How to increase conversions by understanding human psychology

Although figuring out how your customers think and how they will react to your digital marketing efforts can seem like a daunting task, many human behaviours are reasonably consistent and can often be reliably predicted. Understanding a little about the following psychological principles can help catch your customers’ attention, draw them to your website, and convince them to purchase or otherwise interact with your brand.

  1. Social Proof

    People often look to the behaviours of others to decide on the best response in a situation, particularly when they are unsure of what they should do.
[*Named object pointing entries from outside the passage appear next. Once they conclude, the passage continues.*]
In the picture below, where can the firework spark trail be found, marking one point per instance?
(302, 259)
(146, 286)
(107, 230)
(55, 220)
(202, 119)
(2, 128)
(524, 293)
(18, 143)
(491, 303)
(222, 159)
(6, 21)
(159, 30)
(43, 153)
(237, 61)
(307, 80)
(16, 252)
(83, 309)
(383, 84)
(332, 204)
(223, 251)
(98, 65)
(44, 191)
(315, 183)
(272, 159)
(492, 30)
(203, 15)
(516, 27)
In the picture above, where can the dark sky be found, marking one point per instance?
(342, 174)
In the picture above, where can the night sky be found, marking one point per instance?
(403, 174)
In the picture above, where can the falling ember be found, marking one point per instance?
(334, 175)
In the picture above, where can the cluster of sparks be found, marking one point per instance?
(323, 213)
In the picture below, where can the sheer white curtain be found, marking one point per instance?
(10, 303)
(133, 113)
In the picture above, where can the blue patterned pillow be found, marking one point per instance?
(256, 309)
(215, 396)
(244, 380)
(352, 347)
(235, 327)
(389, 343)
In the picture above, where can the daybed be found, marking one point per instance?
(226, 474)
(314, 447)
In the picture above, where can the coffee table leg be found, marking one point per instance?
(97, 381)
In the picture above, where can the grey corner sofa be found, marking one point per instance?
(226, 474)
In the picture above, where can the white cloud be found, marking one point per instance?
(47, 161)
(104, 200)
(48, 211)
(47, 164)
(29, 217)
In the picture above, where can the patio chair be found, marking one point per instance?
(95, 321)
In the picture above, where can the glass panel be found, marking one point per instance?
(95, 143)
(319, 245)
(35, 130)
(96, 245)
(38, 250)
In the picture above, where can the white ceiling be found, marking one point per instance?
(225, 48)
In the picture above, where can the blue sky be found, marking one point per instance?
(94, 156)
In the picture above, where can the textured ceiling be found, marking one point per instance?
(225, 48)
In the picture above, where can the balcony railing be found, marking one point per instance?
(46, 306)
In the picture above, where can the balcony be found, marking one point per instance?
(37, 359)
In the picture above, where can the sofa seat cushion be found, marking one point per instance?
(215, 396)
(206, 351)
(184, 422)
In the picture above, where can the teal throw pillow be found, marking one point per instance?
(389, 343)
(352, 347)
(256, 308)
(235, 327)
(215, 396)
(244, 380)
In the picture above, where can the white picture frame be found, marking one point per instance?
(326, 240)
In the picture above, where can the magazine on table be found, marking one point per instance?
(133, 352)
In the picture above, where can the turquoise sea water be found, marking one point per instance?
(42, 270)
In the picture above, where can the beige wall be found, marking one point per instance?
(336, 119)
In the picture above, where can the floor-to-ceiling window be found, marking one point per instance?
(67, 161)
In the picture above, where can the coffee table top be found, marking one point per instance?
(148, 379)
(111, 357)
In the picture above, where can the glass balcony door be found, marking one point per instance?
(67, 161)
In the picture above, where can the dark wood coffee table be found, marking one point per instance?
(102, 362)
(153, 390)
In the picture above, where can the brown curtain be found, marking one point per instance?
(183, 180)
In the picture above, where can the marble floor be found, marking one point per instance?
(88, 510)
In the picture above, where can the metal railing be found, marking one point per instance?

    Assure customers that downloading, or purchasing from you is the right decision by showing them proof that others have done the same, with good results:

    • Provide testimonials and case studies on your website.
    • Add social media plugins to show visitors which of their friends follow you on Twitter or like your products on Facebook.
    • Encourage satisfied customers to rate and review you on referral sites like Yelp and Google Places.
  2. Authority

    People inherently trust figures of authority, which is why celebrity and expert endorsements are often used to promote products.

    If your small business can’t afford to hire a celebrity spokesperson, here are some other ways you can use the power of authority to help customers trust your brand:

    • Publicize favourable reviews you’ve earned from authoritative magazines or blogs in your field. Post a link to the article on your website and promote it over social media.
    • Experts are considered more authoritative than celebrities for many products, especially if they are technical or scientific in nature. Consider having a product expert or well-respected professional in your target market endorse your brand.
    • If a client of yours is a big player in their field, see if they’re willing to refer you to others and even provide a testimonial for your website.
  3. Reciprocity

    Call it karma, or scratching each other’s backs, but people are more likely to do something nice for you if you do something nice for them first, especially if there are no strings attached.

    Provide potential customers with some of the following freebies, asking only that they sign up for your mailing list in return:

    • Write blog posts, articles, and guides that they can read without obligation.
    • Offer ebooks, whitepapers, and case studies for download on your website.
    • Host webinars, and post them online for anyone who’s missed them.
    • Provide free samples or trials of your product so customers can test it out.
  4. Commitment

    If a customer publicly endorses your company or product, they feel a sense of commitment to your brand. They are then more likely to stay involved with your company via your website and over social media, and to purchase from you in the future.

    Here are some ways to help your customers commit to you:

    • Encourage them to like and follow you over social media, including Twitter, Facebook, LinkedIn, Google +, Pinterest, and Instagram.
    • Ask them to provide testimonials on your website.
    • Request that they review your company and products on referral sites or on sales sites where your products are available, such as Amazon.com.
  5. Loss Aversion

    Studies have shown that the desire to avoid loss is up to twice as strong as the urge to acquire gain. Frame non-conversion as a loss to persuade people to follow through:

    • Limit your offer to a certain time period (“limited time only”), number of transactions (“while supplies last”), or customer group (“exclusive offer”) to make consumers aware that they could miss out.
    • Highlight the losses of non-conversion, such as lost money, lost time, lost opportunity, or lost knowledge that customers would have saved by buying your product, reading your whitepaper, or attending your event.
  6. Anchoring

    During decision making, people make subsequent judgments based on the first piece of information they receive. Once the ‘anchor’ is set, they will reference it when evaluating each following piece of information. Some ways to use anchoring to encourage conversion include:

    • When running a sale, post the original prices next to the sale prices, so that people know how much they’ll save on the purchase.
    • Include a high-end, VIP option in your pricing structure. Even if no customers ever purchase it, your less expensive options will look more affordable by comparison.
    • Point out the high costs (in money, time, effort, or commitment) of alternative options to highlight the value of your offerings.

Implement these psychological strategies on your website to improve downloads, registrations, and sales. These principles are fairly universal, and can take some of the guesswork out of figuring out how your customers think. By better understanding the way your customers behave, you can tailor your website and offerings to appeal to them and convince them to convert.